Sometimes after a sermon you feel:

“Have you heard anything I said?” The scary thing is when you understand that a family/person who has been in your church for years has not understood some basic re-occurring themes you’ve been stressed over and over.

“Crickets” vs. “That was the most amazing thing I have ever heard”
There are some days you can’t wait to give this message, it’s your best stuff, it will blow people away. It’s like a grenade and you’re going to pull the pin and drop it in there and watch …. But no one responds or if they do, the response is a bored negativity (not even offended by the boldness of it). Then there are days when you don’t got it. It’s been one of those weeks, and you crawl into the pulpit with this pathetic sermon that you duct-taped wings to and people come back and say, “That was amazing!!!” and now you feel even worse.

“That sermon sounded like the old _____” “Can’t we go back to _______”
If you listen to the Mars Hill podcasts this is something that Rob has tried to subtly and at at times not so subtly correct. For years, he’s heard this, “That sounded like the old Rob” Can’t we do Leviticus again (and feel that way again)?” You can’t go back to the person you were because we are all becoming something different.

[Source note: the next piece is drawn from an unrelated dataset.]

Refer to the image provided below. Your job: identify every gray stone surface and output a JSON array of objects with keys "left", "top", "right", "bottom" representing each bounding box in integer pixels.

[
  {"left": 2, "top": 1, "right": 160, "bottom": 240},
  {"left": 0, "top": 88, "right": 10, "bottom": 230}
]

The picture to the right is a quote of collected words of advice to every pastor. It was something like – “The preacher should be honest and transparent.  He should use the Bible but not too much but it should be practical and it should be funny too but not too funny because you’re a pastor not a comedian but you should tell lots of stories but not too many because that gets old too.  You should use personal illustrations like about your family but try to be creepy about it, and you should admit your faults but not too many because that’s depressing but you really should be open and honest …”

He used some biblical illustrations like Ezekiel 4

The preacher and his sermon have a bit of:
Performance Art – We can’t deny that this is an element of our preaching.
Guerilla Theater – you come on the platform, give your message, then you’re gone, and people are like, “Wow, what just happened? Where did he go?”
Actions that Evoke – Sometimes unintended actions are evoked.
Just like Ezekiel

Acts 4 – “They were astonished and they took note that these men had been with Jesus”

We are witnesses

We sometimes give the reminder that this isn’t what God has in mind

Mark 1:15

Is 52
Sometimes the sermon is a sub-story – there’s another story.

Luke 4 – they try to kill Jesus. At least most of our congregations have tried that.

Sermons have:
Loaded Language

Acts 17 – a missed response comes your way. Some people are skeptical, some are moved.

“And God said …”
“Words create new worlds”
Words need to be given flesh …
Rob believes that they have a power – “Talks start talks”
Many are conditioned in thinking that the preacher has the last word, maybe it’s just the first word.

Thoughts – Rob Bell comes out in his standard uniform, black on black, cool glasses and shoes that say, “Why do people only talk about my glasses; my shoes are cool too.” He’s sorta like a Johnny Cash meets an older Michael Cera, except Rob is actually funny. He’s brilliant too. I actually think Rob understands the way I feel. His assistants that do all this research for him are amazing.  Like am I really expected to believe that he understands the preacher hang-over?  He quotes my inner monologues like, “Have you heard anything I said?” and quotes listeners, “Did you like it? Yeah, he’s getting better. He’s kinda funny but he talks too fast some times so let’s go to Panera Bread and cut off every driver from here to there.”

Seriously, I think why so many connect with him is because he is a great communicator and he is in touch with how people feel.  And I suspect part of the reason is that he is in touch with how he actually feels.  it seemed to me that everyone in the room was feeling very similar things.  It was a solid first session and I am looking forward to more.